The intriguing story of a young company and a promising product

It was sometime in the last few months of 2014 when the chatter started.

It began with Tiger Global’s interest in Unicommerce. If you remember 2014 and Tiger Global, this should stick with you: Tiger was the big daddy in town then and if its head Lee Fixel said, ‘I want to put money into you’, nobody really said no. And Lee Fixel was interested in Unicommerce.

To invest almost $10 million. Talks went far. In November 2014, Inc42, the startup focused digital media outlet reported that Unicommerce had raised $10 million from Tiger Global. Even as all this was happening, news started trickling in that Snapdeal wasn’t happy with the deal. In fact, the company itself was interested in acquiring Unicommerce.

Snapdeal Acquiring Unicommerce

Just a month later, in December 2014, Mint reported that Snapdeal was in talks to acquire Unicommerce. If you are thinking, whatever happened to Tiger Global, well this is what The Economic Times said, back then: “Online order management and fulfillment platform Unicommerce is in talks with Snapdeal for a potential acquisition, according to multiple people familiar with the development.

Two of the sources told ET that Unicommerce returned an investment of $10 million (Rs 62 crore) from Tiger Global to pursue the potential acquisition bid from Snapdeal, one of India’s top three online marketplaces. An acquisition, if it happens, could value the company at up to $10 million, according to people privy to the talks.”

Ken could not independently verify the return or exchange of money.

What came to light though by studying the company’s books of accounts is this. April of 2015 was the time when Unicommerce’s books first mention an acquisition by Snapdeal. In a board meeting held on 10 March 2015, the Unicommerce board approved the merger of the company with Snapdeal. According to documents filed with the Registrar of Companies (RoC), the amalgamation scheme (a schedule to merge two companies shares) was put for approval at the Delhi High Court.

Two points are of note from the High Court order, dated 20 October 2015.

Firstly, Section 4.3 of the document.

“There is also an averment to the effect, in paragraph 14 of the application that, the directors of the transferor and the transferee company have no material interest in the matter except to the extent that Mr.
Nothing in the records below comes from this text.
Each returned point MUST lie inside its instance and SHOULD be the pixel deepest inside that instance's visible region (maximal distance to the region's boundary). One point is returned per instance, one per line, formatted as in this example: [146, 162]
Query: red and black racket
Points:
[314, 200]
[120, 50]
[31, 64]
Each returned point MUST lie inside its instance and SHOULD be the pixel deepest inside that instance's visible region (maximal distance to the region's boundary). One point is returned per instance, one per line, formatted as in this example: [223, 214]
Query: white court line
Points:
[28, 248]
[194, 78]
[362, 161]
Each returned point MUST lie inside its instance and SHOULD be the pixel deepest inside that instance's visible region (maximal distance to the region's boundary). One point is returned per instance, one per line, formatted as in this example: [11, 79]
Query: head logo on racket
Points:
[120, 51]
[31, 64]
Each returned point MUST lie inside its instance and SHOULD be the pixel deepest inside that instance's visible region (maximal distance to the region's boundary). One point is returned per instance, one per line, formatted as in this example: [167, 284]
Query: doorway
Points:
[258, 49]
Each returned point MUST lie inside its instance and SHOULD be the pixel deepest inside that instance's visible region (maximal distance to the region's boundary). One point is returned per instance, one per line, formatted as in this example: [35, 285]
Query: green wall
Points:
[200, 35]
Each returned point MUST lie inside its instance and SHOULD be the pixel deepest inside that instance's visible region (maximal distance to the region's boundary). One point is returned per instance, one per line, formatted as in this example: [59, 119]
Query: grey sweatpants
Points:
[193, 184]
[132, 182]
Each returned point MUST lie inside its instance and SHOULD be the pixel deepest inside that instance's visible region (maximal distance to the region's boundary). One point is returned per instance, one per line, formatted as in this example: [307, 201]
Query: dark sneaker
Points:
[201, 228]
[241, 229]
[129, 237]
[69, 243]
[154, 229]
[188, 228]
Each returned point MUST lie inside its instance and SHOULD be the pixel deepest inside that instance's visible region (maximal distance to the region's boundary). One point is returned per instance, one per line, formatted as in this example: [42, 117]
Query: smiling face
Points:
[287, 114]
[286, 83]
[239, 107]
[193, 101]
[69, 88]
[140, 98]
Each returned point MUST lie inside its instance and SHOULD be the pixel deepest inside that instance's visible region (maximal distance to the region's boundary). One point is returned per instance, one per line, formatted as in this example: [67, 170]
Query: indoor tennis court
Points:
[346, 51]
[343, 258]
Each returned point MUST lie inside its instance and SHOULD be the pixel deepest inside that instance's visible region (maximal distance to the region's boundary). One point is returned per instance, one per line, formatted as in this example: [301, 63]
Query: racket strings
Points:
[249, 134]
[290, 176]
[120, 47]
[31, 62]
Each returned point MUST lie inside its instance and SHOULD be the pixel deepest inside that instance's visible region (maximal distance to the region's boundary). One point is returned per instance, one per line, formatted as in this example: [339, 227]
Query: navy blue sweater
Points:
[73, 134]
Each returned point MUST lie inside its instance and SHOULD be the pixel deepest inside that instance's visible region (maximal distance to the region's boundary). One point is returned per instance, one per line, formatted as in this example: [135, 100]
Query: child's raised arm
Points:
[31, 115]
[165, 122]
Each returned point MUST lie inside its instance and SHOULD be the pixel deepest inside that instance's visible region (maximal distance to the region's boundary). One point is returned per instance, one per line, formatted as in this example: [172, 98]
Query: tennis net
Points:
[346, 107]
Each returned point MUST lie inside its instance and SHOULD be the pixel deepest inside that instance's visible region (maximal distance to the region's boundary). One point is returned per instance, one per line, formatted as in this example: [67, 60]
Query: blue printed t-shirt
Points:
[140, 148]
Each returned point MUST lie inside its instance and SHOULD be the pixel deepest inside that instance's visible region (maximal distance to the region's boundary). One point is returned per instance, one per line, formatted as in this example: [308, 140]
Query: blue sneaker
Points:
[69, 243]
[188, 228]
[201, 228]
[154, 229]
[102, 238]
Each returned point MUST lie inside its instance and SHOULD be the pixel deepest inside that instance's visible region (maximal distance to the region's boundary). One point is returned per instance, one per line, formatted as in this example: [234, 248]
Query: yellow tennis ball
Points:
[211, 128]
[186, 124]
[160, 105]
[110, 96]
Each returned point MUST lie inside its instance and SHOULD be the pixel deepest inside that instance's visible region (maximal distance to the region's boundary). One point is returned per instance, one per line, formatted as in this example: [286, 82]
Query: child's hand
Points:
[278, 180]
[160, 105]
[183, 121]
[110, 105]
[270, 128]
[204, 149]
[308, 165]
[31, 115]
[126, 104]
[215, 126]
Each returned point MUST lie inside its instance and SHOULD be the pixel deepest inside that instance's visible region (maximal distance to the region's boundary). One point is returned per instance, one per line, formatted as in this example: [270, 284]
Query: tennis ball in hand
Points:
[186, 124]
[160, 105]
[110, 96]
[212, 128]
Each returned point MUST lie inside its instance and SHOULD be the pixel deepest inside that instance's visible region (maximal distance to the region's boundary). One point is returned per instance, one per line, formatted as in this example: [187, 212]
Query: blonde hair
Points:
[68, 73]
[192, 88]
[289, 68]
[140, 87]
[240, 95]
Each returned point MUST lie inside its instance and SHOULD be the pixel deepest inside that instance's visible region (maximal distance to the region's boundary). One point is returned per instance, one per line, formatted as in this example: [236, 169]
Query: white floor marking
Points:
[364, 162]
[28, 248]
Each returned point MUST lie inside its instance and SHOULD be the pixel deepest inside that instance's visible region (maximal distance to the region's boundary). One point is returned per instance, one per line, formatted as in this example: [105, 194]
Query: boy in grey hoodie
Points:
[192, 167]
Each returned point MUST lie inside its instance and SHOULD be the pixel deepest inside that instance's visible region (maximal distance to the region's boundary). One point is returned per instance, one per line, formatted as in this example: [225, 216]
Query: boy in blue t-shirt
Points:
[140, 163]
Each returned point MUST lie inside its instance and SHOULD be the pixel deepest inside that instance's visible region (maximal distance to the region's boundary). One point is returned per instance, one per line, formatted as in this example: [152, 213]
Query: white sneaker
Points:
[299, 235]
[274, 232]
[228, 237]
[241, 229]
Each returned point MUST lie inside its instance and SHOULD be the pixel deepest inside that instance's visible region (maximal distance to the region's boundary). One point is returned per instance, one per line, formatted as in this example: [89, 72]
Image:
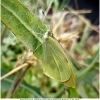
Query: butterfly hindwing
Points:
[55, 62]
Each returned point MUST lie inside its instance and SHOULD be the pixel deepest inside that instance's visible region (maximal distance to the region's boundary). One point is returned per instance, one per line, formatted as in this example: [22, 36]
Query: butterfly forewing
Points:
[55, 62]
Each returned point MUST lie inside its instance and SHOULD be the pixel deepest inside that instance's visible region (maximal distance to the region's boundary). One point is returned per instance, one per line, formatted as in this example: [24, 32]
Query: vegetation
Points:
[21, 39]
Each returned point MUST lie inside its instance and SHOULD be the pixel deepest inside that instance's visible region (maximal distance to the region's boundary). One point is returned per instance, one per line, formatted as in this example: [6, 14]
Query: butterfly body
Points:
[55, 62]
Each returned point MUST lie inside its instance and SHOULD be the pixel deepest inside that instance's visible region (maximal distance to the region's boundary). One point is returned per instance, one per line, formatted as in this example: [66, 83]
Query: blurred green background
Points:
[74, 33]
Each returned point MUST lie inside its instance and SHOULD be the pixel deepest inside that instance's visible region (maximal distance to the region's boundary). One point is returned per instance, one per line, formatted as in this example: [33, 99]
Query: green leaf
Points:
[6, 84]
[26, 27]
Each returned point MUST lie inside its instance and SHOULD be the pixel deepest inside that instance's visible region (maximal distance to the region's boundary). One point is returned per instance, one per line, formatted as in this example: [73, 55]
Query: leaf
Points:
[89, 77]
[6, 83]
[26, 27]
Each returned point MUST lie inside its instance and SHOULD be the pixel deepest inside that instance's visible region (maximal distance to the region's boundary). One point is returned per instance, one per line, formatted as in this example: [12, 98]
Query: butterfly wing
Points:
[55, 62]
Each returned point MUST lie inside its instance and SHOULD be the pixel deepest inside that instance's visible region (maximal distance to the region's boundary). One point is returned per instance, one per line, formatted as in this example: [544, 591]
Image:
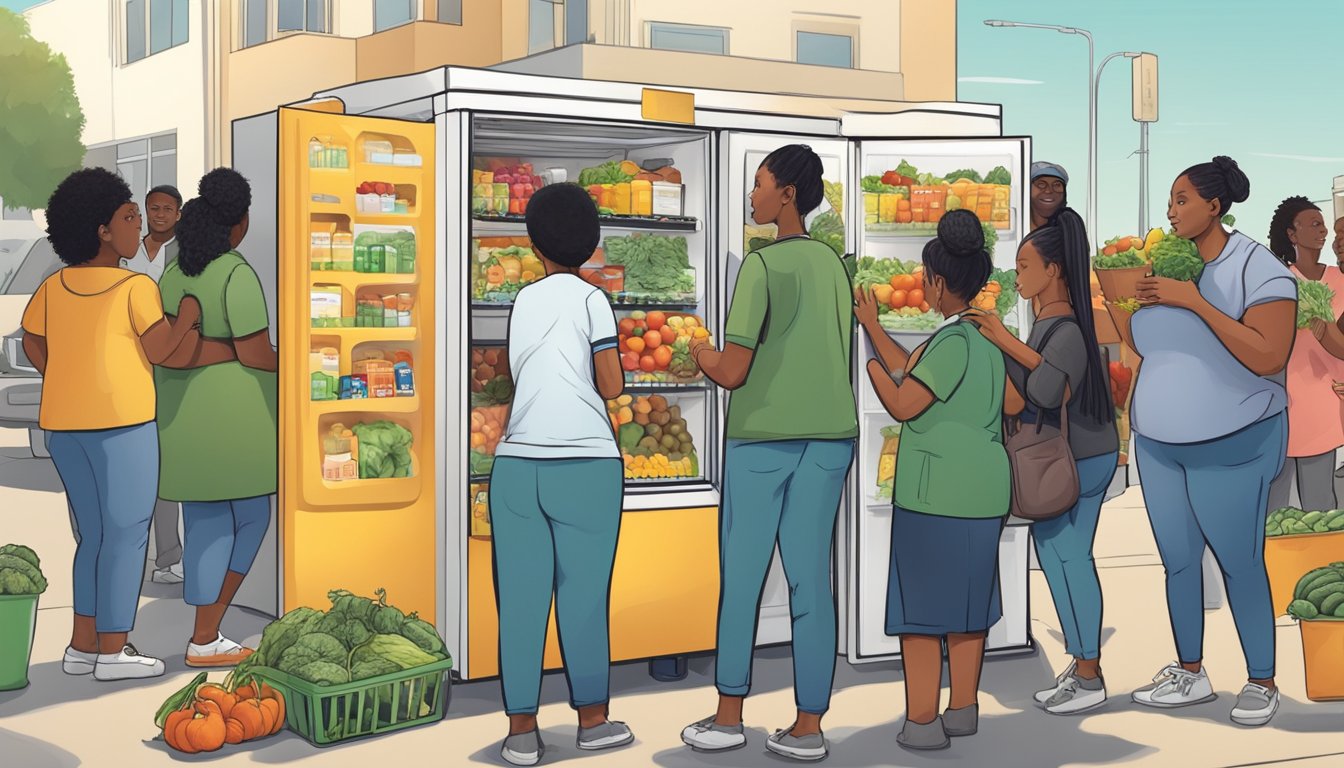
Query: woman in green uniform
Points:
[217, 412]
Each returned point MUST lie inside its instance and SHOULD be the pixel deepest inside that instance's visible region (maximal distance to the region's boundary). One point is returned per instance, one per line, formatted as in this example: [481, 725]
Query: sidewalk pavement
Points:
[62, 721]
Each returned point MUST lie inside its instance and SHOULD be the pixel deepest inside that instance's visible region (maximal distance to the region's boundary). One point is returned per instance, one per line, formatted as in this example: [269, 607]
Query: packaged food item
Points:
[343, 252]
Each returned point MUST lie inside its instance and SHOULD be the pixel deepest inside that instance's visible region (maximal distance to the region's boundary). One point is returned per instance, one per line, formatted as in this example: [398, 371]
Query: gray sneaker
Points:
[523, 748]
[812, 747]
[605, 736]
[924, 736]
[708, 736]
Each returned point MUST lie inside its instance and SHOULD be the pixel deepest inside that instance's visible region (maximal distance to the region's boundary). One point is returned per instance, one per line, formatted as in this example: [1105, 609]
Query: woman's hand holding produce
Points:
[1167, 292]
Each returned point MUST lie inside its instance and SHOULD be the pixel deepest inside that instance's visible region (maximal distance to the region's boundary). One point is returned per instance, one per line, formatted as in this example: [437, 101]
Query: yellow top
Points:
[97, 373]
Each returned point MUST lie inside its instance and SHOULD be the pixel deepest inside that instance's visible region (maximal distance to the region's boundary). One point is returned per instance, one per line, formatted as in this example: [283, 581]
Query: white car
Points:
[23, 266]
Kunal Bahl and Mr. Rohit Bansal, who are the promoters of the transferee company are also shareholders of the transferor company. It is stated that both Mr. Kunal Bahl and Mr. Rohit Bansal, separately, hold equity shares to the extent of 4.41% in the transferor company.”

Larger Conflict Of Interest?

While the potential conflict of interest with Bahl and Bansal being on both sides of the table is declared, whither Nexus? If anything, Nexus had a much larger conflict of interest given that it owned ten times as many shares in Unicommerce as Bahl and Bansal did individually and, like them, was both a major shareholder and a director in Snapdeal too. Curiously, the declaration completely skips this material disclosure.

In fact, Nexus is not mentioned even once in the entire document that was submitted to the court. While it is moot if this was deliberate and/or malafide, most people would call this a major disclosure lapse.

Even more so, when you see it in conjunction with Section 4.5 in the same document relating to the consent of shareholders for the proposed amalgamation. This section breaks down the number of each class of shareholders who have consented to the merger. On the side of Unicommerce, it mentions that 1 out of 1 preference shareholder has consented (this one shareholder being Nexus of course) and on the other side, it mentions that 16 out of 35 preference shareholders in Snapdeal have given their consent.